É tarefa própria do fiel leigo anunciar o Evangelho com um exemplar testemunho de vida, radicada em Cristo e vivida nas realidades temporais: família; compromisso profissional no âmbito do trabalho, da cultura, da ciência e da pesquisa; exercício das responsabilidades sociais, econômicas, políticas. Todas as realidades humanas seculares, pessoais e sociais, ambientes e situações históricas, estruturas e instituições, são o lugar próprio do viver e do agir dos cristãos leigos. Estas realidades são destinatárias do amor de Deus; o empenhamento dos fiéis leigos deve corresponder a esta visão e qualificar-se como expressão da caridade evangélica: « o estar e o agir no mundo são para os fiéis leigos uma realidade, não só antropológica e sociológica, mas também e especificamente teológica e eclesial ».

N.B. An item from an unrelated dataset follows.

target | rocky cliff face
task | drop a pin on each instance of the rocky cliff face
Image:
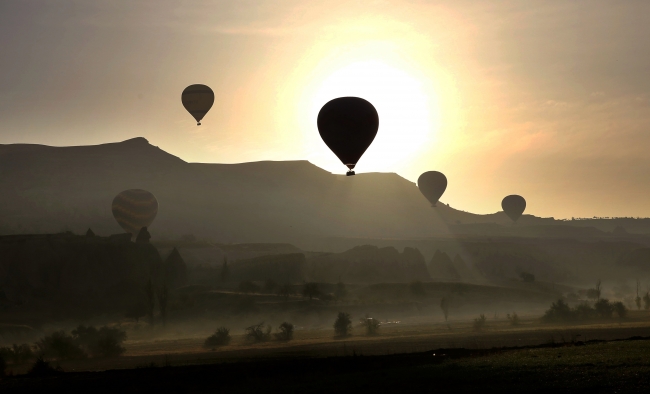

b) A espiritualidade do cristão leigo
Os fiéis leigos são chamados a cultivar uma autêntica espiritualidade laical, que lhes regenerem como homens e mulheres novos, imersos no mistério de Deus e inseridos na sociedade, santos e santificadores. Uma semelhante espiritualidade edifica o mundo segundo o Espírito de Jesus: torna capaz de olhar para além da história, sem dela se afastar; de cultivar um amor apaixonado por Deus, sem tirar o olhar dos irmãos, que se conseguem ver como os vê o Senhor e amar como Ele os ama. É uma espiritualidade que foge tanto do espiritualismo intimista como do ativismo social e sabe exprimir-se em uma síntese vital que confere unidade, significado e esperança à existência, por tantas e várias razões, contraditória e fragmentada. Animados por semelhante espiritualidade, os fiéis leigos podem contribuir, «do interior, à maneira de fermento, para a santificação do mundo, através do cumprimento do próprio dever, guiados pelo espírito evangélico, e a manifestarem Cristo aos outros antes de mais com o testemunho da vida».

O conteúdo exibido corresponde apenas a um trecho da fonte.